Ibadah

Paradoks Salib

Pdt. Budy  Setiawan

Pengkhotbah: Pdt. Budy Setiawan
Date: Jumat, 3 April 2015

Download audio

Bacaan Alkitab: 1 Kor 1:17 - 2:5

Saudara sekalian pada hari Jumat Agung, banyak yang berpuasa, termasuk anak saya. Di tengah hari, ada yang mengeluh lapar, ada yang merasa lemah, itu normal. Kita bersyukur selalu dalam kesempatan kebaktian seperti ini, dapat menjadi kebaktian yang sangat indah, dengan berpuasa, dan merenungkan firman. Ada baiknya juga kalau kita mendengarkan oratorio-oratorio Paskah, seperti dari Matthew Passion, dan John Passion, untuk membantu merenungkan apa yang Tuhan Yesus sudah kerjakan bagi kita.

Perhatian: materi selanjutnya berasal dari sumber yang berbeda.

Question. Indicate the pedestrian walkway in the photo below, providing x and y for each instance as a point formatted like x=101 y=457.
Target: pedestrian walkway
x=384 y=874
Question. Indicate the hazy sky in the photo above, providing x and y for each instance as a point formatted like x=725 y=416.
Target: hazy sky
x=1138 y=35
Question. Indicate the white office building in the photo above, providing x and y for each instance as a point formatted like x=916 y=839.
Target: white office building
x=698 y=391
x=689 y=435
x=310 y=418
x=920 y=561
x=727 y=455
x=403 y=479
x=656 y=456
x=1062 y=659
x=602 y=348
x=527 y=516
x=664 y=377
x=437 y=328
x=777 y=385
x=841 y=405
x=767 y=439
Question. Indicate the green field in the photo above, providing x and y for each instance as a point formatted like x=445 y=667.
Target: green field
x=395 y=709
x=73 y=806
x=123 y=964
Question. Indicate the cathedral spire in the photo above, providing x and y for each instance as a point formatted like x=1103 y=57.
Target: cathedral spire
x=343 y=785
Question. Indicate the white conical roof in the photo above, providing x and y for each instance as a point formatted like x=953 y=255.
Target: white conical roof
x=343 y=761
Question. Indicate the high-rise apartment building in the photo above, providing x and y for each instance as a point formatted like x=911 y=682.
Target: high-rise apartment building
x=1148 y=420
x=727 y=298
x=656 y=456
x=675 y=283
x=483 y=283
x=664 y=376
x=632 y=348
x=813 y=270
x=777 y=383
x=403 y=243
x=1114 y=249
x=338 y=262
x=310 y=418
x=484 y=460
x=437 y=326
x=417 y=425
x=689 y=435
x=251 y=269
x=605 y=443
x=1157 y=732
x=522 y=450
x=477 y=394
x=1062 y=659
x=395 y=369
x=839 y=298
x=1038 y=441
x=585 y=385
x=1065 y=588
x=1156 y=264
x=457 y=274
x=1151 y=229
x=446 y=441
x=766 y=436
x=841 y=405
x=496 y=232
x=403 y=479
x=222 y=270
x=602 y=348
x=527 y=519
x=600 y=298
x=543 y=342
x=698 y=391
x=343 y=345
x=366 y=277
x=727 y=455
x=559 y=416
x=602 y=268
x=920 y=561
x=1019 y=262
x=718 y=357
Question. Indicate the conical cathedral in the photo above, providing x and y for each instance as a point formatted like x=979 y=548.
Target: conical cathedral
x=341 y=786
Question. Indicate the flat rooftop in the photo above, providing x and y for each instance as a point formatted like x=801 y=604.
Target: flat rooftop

Pada sore hari ini, saya akan mengupas sedikit tentang suatu lukisan dari Holman Hunt, yang berjudul the Shadow of Death. Dia menghabiskan waktu 3 tahun dari 1870-1873 di Yerusalem. Dia menggambarkan di suatu ruangan di tempat tukang kayu, di situ ada Yesus baru selesai menggergaji kayu, baru setengah selesai, kemudian melepas lelah, matanya melihat ke atas, dan tangannya direntangkan (stretching). Di belakang dari Yesus ada tempat pisau/ paku tempat peralatan tukang kayu. Waktu Yesus merentangkan tangannya, dan sinar menyinarinya, ada bayangan salib, seolah-olah tangannya terpaku di kayu salib. Di sampingnya ada Maria yang tertegun melihat pemandangan itu. Itulah kupasan sedikit tentang lukisan Holman Hunt. 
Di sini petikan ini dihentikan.